Ever since, my mom had been pretty depressed, she’d never really gotten over my dad’s death. I remember several nights when I’d be lying in bed and could hear her cry herself to sleep. I loved my mom so much and hated to see her hurting. I tried to help out as much as possible with everyday stuff like cooking meals, doing the laundry, and cleaning the house. Little did I know that one night, I was going to help out my mom out in another very different and memorable way.
I should mention that my mom was not the most physically alluring woman in the world. To be frank, most men would not find her attractive. In fact, she’s plain … she dresses in plain looking clothes, she hardly wears any make-up, she’s what you might call a “pleasantly plump” woman. But in my eyes, she is one of the most beautiful women in the world.
The reason I describe her to you is that like any young boy entering puberty, his mother is the object of many masturbation sessions. Who knows what it is that sexually attracts a young boy to his mother? I suppose it might be that innate thrill of danger in flirting with something considered forbidden or taboo. Or it could be the constant close proximity and the availability that facilitate this attraction
Anyways, one Friday I was making dinner when my mom came home from work. She looked miserable, so I asked her what was bothering her.
“Mom?”
“Yes sweetie?”
“Everything ok, you look like something’s bothering you?”
“Oh it’s nothing Ryan,” she said in a voice that was so obviously full of pain.
“Come on, Mom, I know something’s the matter. What is it? Please tell me, I hate to see you suffer!”
She said, “Well, I had a tough week at work, that’s all.” She was obviously masking her true feelings.
I replied, “Mom, now you and I both know that work has nothing to do with it. Come on, what is it really?”
“Well,” she started to say in a low soft voice, “Today would have been your father’s and my 20th wedding anniversary,” and then she burst into uncontrollable tears.
“Damn,” I thought to myself, how could I have been so stupid! I had forgotten about my parents’ anniversaries after dad had died, I guess thinking that they would only remind mom about painful memories. Obviously, mom had not forgotten. Not only did I feel horrible because I had forgotten the anniversary, but I had also made mom cry. I walked over to her and gently embraced her. She was sobbing uncontrollably. I could feel the shoulder of my shirt become wet at the instant that her face rested there. I kept telling her that everything was going to be all right, that she was going to be all right, that I was going to take care of her. And then it happened!
That familiar sensation had started. I was getting a hard-on. My thoughts were drifting from consoling my very own mother, berieved from my father’s death, to comforting her in other ways.
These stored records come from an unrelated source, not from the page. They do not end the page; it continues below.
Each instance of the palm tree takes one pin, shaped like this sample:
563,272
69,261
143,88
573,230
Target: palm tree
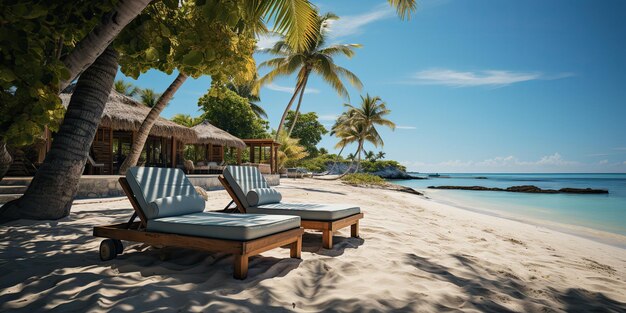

I hadn’t noticed it before, but I was thinking about what she was wearing at that moment. A white blouse, a black skirt, and a bra (I could feel it as I moved my hands around her back). I could see it so clearly now and knew what I had to do. I had to take my father’s place, as the man of the house, the man in my mother’s bed. Dreams were about to become reality, I hoped.
I started to gently kiss my mother’s neck. The smell of her hair was intoxicating. I started to rub her back in a more seductive manner, and I pulled her in closer to me so I could feel her breasts against me. I was losing myself into making my dreams come true. As my hands moved and started to make their way from her back around to her beautiful 38DD breasts, I didn’t notice that my mother had become very still, frozen like a statue.